You can click the OK button in the SANN - Analysis/Deployment Startup Panel to display the SANN - Data Selection dialog box.

This contains four tabs depending on the type of analysis selected: Quick, Sampling, Subsampling, and Time series. The Time series tab is available for time series analysis. The options described here are available regardless of which tab is selected.

Option Description
OK Displays the dialog box for the strategy selected on the Quick tab (either the SANN - Automated Network Search (ANS) dialog box or the SANN - Custom Neural Network dialog box).
Note: If you have not already specified Variables, a standard variable selection dialog box is displayed first.
Cancel Closes the dialog box and returns to the SANN - New Analysis/Deployment Startup Panel.
Options See Options Menu for descriptions of the commands on this menu.
MD handling (inputs) This group box specifies the way to treat cases with missing values (in the input variables of the selected models). It is always disabled for Time series analysis. There are two options:
  • Casewise: Any cases with missing values are omitted when generating results. Cases with missing target values are labeled as Missing and used to form the Missing sample. The missing sample consists of data cases with one or more missing target values. This option is not available for Time series tasks. Casewise is the only method available for missing data handling of categorical variables.
  • Mean substitution: The mean substitution procedure is used to patch missing values before training or executing the network. When this option is selected, missing values are replaced with the training sample mean. Note that this option is applicable only to continuous variables.
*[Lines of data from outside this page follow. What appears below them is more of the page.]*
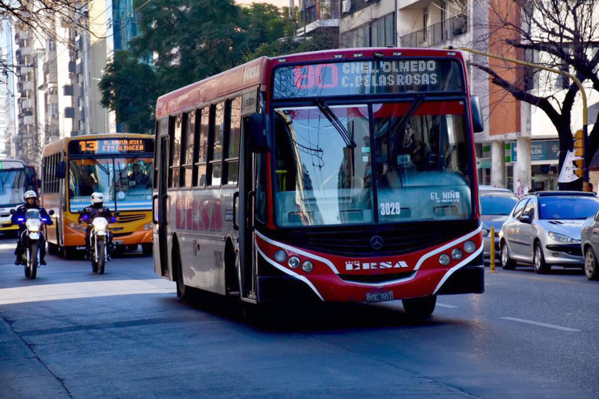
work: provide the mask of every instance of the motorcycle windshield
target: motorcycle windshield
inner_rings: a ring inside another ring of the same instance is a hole
[[[38,209],[28,209],[25,212],[25,218],[28,220],[40,220],[40,211]]]

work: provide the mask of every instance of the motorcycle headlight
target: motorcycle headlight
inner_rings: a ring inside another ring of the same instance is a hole
[[[573,239],[571,237],[568,237],[568,236],[563,234],[559,234],[559,233],[549,232],[549,234],[548,235],[551,239],[557,241],[558,242],[566,242],[568,243],[576,243],[580,242],[579,240]]]

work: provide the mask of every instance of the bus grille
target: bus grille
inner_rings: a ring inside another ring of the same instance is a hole
[[[143,214],[134,214],[132,215],[119,215],[116,218],[117,223],[130,223],[143,220],[146,215]]]
[[[477,227],[477,221],[461,221],[410,223],[378,229],[340,227],[335,230],[326,229],[313,232],[294,230],[288,235],[285,234],[287,239],[284,240],[309,250],[343,256],[403,255],[450,241]],[[374,236],[383,239],[383,245],[380,249],[370,245]]]

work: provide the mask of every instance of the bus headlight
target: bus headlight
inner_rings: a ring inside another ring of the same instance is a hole
[[[446,266],[449,264],[449,262],[451,261],[451,258],[447,254],[441,254],[441,256],[439,257],[439,263]]]
[[[274,252],[274,259],[279,263],[283,263],[287,259],[287,252],[283,249],[279,249]]]
[[[471,254],[476,249],[476,244],[472,241],[466,241],[464,243],[464,250],[468,254]]]
[[[300,266],[300,258],[297,256],[292,256],[287,261],[287,264],[289,265],[291,269],[296,269]]]
[[[314,270],[314,265],[309,260],[307,260],[301,264],[301,269],[306,273],[310,273]]]
[[[464,256],[464,252],[459,248],[453,248],[453,250],[451,251],[451,257],[456,260],[459,260],[462,256]]]

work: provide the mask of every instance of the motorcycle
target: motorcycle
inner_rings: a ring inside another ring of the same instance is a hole
[[[14,213],[14,209],[11,209],[11,214]],[[50,210],[49,214],[52,216],[54,211]],[[39,209],[28,209],[25,212],[25,217],[19,218],[18,221],[25,222],[25,229],[21,233],[21,245],[25,248],[21,255],[21,263],[25,265],[25,277],[31,279],[37,276],[38,266],[40,264],[40,244],[45,240],[40,240],[44,236],[42,226],[44,222],[48,221],[46,218],[41,217]]]
[[[84,223],[87,221],[89,215],[80,212]],[[118,215],[119,212],[116,212]],[[111,222],[114,222],[115,217],[111,218]],[[90,254],[90,260],[92,261],[92,271],[99,275],[104,273],[106,261],[108,259],[110,250],[108,221],[101,216],[96,217],[91,221],[92,232],[89,234],[89,247],[92,249]]]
This implies that the mean substitution option is disabled when there are no continuous inputs in the analysis, and that for classification tasks the option cannot be applied to the target variable, in which case all cases with missing targets are labeled as missing, which means a case with missing target value. Such cases are grouped in SANN as the missing sample and can be used for fixing the basis functions of the RBF neural networks and for making predictions. Also note that the mean substitution is not applicable to time series analysis (whether regression or classification).
Case selection Displays the Analysis/Graph Case Selection Conditions dialog box, which is used to create conditions for which cases are included or excluded in the current analysis. More information is available in the case selection conditions overview, syntax summary, and dialog box description.
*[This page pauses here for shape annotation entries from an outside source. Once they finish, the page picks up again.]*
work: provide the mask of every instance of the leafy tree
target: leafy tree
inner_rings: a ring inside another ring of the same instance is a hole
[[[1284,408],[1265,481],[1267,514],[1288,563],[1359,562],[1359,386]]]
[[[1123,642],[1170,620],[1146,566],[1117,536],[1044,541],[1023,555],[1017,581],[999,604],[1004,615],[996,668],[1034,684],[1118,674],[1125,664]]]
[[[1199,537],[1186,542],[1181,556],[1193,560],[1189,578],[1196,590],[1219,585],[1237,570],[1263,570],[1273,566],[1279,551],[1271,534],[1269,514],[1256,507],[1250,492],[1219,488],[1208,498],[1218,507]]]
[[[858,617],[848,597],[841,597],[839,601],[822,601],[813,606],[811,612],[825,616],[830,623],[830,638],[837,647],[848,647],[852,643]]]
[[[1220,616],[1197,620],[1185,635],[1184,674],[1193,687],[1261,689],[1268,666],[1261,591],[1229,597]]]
Case weights Displays the Analysis/Graph Case Weights dialog box, which is used to adjust the contribution of individual cases to the outcome of the current analysis by weighting those cases in proportion to the values of a selected variable. In Statistica SANN, case weights are used to encourage a network to emphasis on or ignore learning specific cases or even regions from the data set. All data cases by default have case weights equal to 1. If a data case is assigned a case weight less than 1, for example 0.5, then the error due to mis-fitting that data case is half. This means the network will emphasis less on learning this particular data case since there is less penalty for error in predictions. Similarly, a neural network will fine tune better to predicting a data case with weight, say, equal to 2, since in this case the error due to predictions is twice as much.
Note: The mean substitution option always computes the simple arithmetic mean, to replace missing data, even when weights are in effect. Weights in SANN are used or interpreted as measures of case importance. It means that they will affect the estimation of neural network parameters themselves. If the intention of weights is to compute a weighted mean, (example, a population average computed using weights) to replace missing data in the input file, use option Data - Data Filtering/Recoding - Replace Missing Data replace missing data values with weighted means.
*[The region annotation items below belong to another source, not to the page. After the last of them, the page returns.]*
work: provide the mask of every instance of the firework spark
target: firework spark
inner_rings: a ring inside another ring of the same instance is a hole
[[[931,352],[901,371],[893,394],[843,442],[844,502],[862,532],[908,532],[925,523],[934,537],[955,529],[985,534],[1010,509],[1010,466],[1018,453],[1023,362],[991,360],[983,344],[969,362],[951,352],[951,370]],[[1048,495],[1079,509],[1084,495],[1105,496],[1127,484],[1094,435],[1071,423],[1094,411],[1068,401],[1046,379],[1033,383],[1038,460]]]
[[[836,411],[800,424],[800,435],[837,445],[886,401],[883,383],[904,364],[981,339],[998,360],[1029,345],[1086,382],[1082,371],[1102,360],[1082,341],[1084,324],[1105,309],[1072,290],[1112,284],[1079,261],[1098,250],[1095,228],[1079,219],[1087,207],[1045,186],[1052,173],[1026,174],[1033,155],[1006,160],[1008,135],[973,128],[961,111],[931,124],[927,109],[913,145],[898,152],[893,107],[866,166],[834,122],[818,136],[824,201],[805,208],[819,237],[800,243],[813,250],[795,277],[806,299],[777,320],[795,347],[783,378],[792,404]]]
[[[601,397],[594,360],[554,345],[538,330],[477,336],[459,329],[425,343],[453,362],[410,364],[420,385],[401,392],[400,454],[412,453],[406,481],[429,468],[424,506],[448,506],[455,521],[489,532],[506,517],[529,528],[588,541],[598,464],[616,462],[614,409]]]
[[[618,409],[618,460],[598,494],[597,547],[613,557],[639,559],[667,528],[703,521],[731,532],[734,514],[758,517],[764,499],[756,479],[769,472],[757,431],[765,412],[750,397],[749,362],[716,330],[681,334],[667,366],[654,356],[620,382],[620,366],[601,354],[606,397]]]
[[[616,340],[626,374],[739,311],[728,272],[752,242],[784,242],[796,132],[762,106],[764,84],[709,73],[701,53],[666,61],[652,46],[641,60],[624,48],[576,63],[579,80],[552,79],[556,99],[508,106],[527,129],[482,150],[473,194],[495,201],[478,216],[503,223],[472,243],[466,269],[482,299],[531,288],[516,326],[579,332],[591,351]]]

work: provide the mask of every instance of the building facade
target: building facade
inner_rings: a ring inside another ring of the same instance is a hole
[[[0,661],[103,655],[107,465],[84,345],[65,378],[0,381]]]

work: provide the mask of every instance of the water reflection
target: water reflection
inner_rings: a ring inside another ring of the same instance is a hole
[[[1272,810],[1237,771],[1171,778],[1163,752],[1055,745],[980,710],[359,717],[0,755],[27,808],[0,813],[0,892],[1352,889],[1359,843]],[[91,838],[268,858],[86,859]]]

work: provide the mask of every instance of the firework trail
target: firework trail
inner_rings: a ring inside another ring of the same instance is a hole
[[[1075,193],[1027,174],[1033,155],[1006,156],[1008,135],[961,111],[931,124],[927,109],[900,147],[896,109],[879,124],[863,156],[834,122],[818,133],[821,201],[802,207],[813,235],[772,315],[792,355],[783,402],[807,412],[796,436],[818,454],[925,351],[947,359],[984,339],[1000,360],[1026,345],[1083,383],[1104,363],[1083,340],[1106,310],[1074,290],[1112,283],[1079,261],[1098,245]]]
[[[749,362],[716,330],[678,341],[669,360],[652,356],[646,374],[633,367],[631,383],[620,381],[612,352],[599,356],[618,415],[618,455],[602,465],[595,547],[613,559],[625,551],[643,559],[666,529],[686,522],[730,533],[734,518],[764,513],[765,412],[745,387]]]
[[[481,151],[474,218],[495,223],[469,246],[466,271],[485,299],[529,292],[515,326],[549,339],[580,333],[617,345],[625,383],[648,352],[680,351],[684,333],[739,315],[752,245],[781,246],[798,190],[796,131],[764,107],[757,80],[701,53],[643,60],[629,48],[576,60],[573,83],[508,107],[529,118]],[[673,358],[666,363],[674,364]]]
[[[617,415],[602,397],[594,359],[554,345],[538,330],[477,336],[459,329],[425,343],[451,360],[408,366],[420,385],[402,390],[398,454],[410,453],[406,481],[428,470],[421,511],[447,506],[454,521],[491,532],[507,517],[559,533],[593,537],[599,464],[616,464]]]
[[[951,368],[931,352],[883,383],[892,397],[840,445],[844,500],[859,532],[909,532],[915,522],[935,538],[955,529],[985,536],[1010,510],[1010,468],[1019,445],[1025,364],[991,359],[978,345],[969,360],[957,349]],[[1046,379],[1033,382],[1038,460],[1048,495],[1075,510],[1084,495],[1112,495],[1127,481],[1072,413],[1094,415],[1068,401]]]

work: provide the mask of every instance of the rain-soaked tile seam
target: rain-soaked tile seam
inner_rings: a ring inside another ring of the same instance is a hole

Note: Weights in SANN are used and interpreted as measures of case importance, which means they will affect the estimation of neural network parameters themselves, but not more. For example, case weights are not used in mean substitution of missing data or calculations of data statistics such as mean and standard deviation of the variables. If you assign weights to cases in the data set, the neural network algorithm will try to predict cases with higher weights with more accuracy. This is useful in a number of situations such as imbalanced data or data sets with cases that are more important to accurately predict. Data cases with zero weights are excluded from the train, test, and validation samples (which means, they are ignored from the analysis). Cases weights can be integers or fractional numbers.